アル・ゲルガウィ氏からの質問で、なぜ自分自身でプラットフォームを作らずにツイッターを買収することにしたのかと問われ、マスク氏は、150人以上の政府代表者が聞くビデオ会議において、何か新しいものを作ろうと考えたことはある、と明かした。

彼はこう述べた。「私は、一から何かを作り出すよりもツイッターを用いた方が、おそらく3年分から5年分大きい進歩が得られる、と結論したのです。今日の技術進歩の速度はすさまじいもので、3年から5年というのはとても大きい価値があります。」

ソーシャルメディア、特にツイッターが世界に与える影響に関してマスク氏は、各国によって異なる検閲による制限をできるだけ少なくする形で、人々が国内または国家間でコミュニケーションをとれる場としての、最大限に信用された公的デジタルプラットフォームが必要であると指摘した。

「ソーシャルメディア会社はそれぞれの国の法を遵守すべきで、それぞれの国の法を無視して自分に有利に事を進めようとすべきではありません。」

「基本的な考えとしては、要するにサンフランシスコやバークリーで共有されているような、世界規模でみればニッチなイデオロギーといっても過言ではない価値観を押し付ける、というのではなく、個々の集団の価値観を反映するものにしよう、ということです。」

「ツイッターは、私の考えでは、サンフランシスコやバークリーのイデオロギーに近いニッチな価値観を押し付けることをやりすぎていたと思います。」と氏は加えた。

マスク氏は、文明の未来のためになることとして、それを是正するつもりでいる、と述べた。
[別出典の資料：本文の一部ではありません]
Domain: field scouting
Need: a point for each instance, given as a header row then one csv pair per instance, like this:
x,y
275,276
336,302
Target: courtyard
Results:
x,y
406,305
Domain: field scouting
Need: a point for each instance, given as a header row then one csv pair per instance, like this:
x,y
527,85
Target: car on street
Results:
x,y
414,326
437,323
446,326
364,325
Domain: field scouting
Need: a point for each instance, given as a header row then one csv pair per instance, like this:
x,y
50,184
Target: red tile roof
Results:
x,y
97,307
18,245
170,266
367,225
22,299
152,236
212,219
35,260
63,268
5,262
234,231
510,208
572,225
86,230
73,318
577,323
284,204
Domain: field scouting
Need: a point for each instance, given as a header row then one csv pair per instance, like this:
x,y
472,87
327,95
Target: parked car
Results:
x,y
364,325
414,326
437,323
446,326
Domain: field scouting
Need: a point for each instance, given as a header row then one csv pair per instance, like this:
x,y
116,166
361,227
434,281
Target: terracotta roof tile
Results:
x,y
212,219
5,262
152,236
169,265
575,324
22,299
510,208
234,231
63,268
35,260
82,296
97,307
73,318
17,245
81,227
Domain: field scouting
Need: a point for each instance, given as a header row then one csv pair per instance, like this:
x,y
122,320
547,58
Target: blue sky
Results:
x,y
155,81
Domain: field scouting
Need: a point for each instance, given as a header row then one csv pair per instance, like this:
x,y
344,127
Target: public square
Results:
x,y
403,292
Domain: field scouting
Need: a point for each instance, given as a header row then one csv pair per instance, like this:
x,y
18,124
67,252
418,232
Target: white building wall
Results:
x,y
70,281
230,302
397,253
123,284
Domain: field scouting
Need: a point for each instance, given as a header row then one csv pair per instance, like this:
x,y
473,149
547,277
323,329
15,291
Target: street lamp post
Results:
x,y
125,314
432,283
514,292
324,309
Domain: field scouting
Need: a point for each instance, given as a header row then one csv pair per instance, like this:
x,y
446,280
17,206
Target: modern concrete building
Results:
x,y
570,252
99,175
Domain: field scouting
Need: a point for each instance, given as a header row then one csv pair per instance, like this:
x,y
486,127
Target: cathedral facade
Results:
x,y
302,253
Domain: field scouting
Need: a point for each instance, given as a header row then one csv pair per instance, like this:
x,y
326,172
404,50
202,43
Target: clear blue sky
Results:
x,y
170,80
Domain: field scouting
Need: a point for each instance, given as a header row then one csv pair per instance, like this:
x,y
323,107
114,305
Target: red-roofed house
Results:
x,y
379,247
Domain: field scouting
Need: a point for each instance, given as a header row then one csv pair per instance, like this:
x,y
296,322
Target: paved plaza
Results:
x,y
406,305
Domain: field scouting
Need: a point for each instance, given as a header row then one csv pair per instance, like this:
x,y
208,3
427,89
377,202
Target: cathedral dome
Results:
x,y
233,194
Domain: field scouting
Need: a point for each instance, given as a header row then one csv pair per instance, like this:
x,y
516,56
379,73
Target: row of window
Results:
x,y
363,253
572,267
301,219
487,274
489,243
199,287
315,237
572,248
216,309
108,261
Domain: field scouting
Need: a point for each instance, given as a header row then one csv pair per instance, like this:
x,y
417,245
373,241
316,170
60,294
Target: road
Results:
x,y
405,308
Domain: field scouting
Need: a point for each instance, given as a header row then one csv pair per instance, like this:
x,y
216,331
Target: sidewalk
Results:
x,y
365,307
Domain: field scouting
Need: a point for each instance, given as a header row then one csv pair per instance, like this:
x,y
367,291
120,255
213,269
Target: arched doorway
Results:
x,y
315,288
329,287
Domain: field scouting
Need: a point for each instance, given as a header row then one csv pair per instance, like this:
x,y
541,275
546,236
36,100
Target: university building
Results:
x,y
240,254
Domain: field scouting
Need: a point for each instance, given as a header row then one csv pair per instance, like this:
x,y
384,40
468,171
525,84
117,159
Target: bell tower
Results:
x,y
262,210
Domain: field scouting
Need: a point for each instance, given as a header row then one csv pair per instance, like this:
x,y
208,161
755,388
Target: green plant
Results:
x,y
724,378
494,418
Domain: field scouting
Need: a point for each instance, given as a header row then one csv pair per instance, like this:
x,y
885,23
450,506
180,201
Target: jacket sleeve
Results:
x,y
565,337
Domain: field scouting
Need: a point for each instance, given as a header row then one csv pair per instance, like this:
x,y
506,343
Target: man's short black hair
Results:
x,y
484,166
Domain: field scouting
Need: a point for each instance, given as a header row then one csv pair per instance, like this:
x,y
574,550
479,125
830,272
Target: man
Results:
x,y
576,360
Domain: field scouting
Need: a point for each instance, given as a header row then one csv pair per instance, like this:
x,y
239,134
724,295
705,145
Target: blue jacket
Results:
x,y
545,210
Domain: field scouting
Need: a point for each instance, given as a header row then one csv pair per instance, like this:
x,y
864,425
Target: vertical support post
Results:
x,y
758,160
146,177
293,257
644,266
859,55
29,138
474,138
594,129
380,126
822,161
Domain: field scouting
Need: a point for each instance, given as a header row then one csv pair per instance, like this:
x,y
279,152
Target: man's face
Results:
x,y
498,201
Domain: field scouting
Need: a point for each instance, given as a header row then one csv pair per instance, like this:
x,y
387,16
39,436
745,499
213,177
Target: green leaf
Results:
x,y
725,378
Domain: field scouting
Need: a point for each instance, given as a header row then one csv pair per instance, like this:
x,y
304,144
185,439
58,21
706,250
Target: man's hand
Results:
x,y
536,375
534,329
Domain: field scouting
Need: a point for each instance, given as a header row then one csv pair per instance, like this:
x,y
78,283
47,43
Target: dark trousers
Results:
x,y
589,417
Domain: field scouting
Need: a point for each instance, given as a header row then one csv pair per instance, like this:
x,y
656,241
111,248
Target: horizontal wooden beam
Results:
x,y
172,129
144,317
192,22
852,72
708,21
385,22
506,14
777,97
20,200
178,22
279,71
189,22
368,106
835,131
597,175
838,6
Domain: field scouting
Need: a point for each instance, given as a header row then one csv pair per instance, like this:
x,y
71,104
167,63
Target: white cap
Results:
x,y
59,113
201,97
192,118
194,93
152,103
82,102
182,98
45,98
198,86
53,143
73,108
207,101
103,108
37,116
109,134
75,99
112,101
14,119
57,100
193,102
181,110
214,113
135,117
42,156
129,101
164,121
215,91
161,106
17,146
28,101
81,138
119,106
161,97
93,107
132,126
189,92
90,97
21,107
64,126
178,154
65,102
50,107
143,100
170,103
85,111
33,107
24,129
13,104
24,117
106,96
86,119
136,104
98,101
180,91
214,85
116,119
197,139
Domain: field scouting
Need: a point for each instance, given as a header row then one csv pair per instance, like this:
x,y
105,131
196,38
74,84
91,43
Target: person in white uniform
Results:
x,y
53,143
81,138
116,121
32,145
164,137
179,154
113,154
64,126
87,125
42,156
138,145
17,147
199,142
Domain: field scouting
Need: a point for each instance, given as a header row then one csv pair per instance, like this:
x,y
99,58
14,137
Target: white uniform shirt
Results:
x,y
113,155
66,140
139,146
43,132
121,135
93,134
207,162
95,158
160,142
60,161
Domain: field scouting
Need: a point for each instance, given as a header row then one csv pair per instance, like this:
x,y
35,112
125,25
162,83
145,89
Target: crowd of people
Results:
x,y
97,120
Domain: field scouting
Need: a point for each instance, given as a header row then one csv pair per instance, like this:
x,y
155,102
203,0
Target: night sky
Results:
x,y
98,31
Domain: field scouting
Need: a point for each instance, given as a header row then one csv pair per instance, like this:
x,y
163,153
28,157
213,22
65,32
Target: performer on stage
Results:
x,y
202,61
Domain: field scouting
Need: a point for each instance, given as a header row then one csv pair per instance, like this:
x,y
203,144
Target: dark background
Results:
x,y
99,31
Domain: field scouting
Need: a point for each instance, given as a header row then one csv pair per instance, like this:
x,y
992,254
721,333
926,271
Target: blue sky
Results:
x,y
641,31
アル・ゲルガウィ氏からツイッターの今後5年のビジョンについて質問を受けたマスク氏は、長期プランとして、X.comという、あらゆる決済や金融サービス、情報フローその他多くの機能を備えた万能アプリの開発を計画していることを強調した。

「デジタルなことは何でもできて、安全なコミュニケーションを提供し、最高に便利で、最高に面白いアプリにするつもりです。」と氏は加えた。

氏はXアプリを、世界で「実際のところ」何が起こっているのか、という観点において「真実を知るための本当のソース」になるようにしたい、と述べた。

「ツイッターは実際、そうした最大限に有用な万能アプリに向けての促進剤なのです。」と氏は語る。

ヘイトに関する問題、および人々を団結させるという氏のミッションやツイッターに対する批判について、マスク氏は以下のように補足した。「私たちはコミュニティノートというものに多くの力を注いでいるところです。現時点では英語ですが、やがて他言語にも対応させてゆく予定です。」

コミュニティノートを通じて、ツイッターができるだけ多くの組織、団体、協会の正当性を保証し、組織の所属状況に正当な承認を与えることを目指している、と氏は述べた。

「ツイッターは、インターネット上の一種のアイデンティティ・レイヤーなのです。」と氏は加えた。

世界政府サミット協会会長はマスク氏に、国民に貢献するためにはどのようにツイッターを使うのが最も効果的か、と質問した。

マスク氏はこう答えた。「ツイッター上でたくさんの交流を行なうのが望ましいでしょう。どんな風に話した方がよさそうか、に沿って話すより、自分の本音をありのままに話す方が、人々にとってよいことです。

時に人は、『こんな風に話すことを求められているから、そうしよう』と考えがちですが、そうすると、理解されず、嘘くさく聞こえてしまう結果になってしまいます。」

ビジネスマンである氏は、企業の代表取締役や国会議員、大臣に向けて、たとえ批判についても、嘘偽りなく話すよう促した。

氏は、自分のツイートは、マネージャーなどにやらせるのではなく自分ですべきだ、と述べた。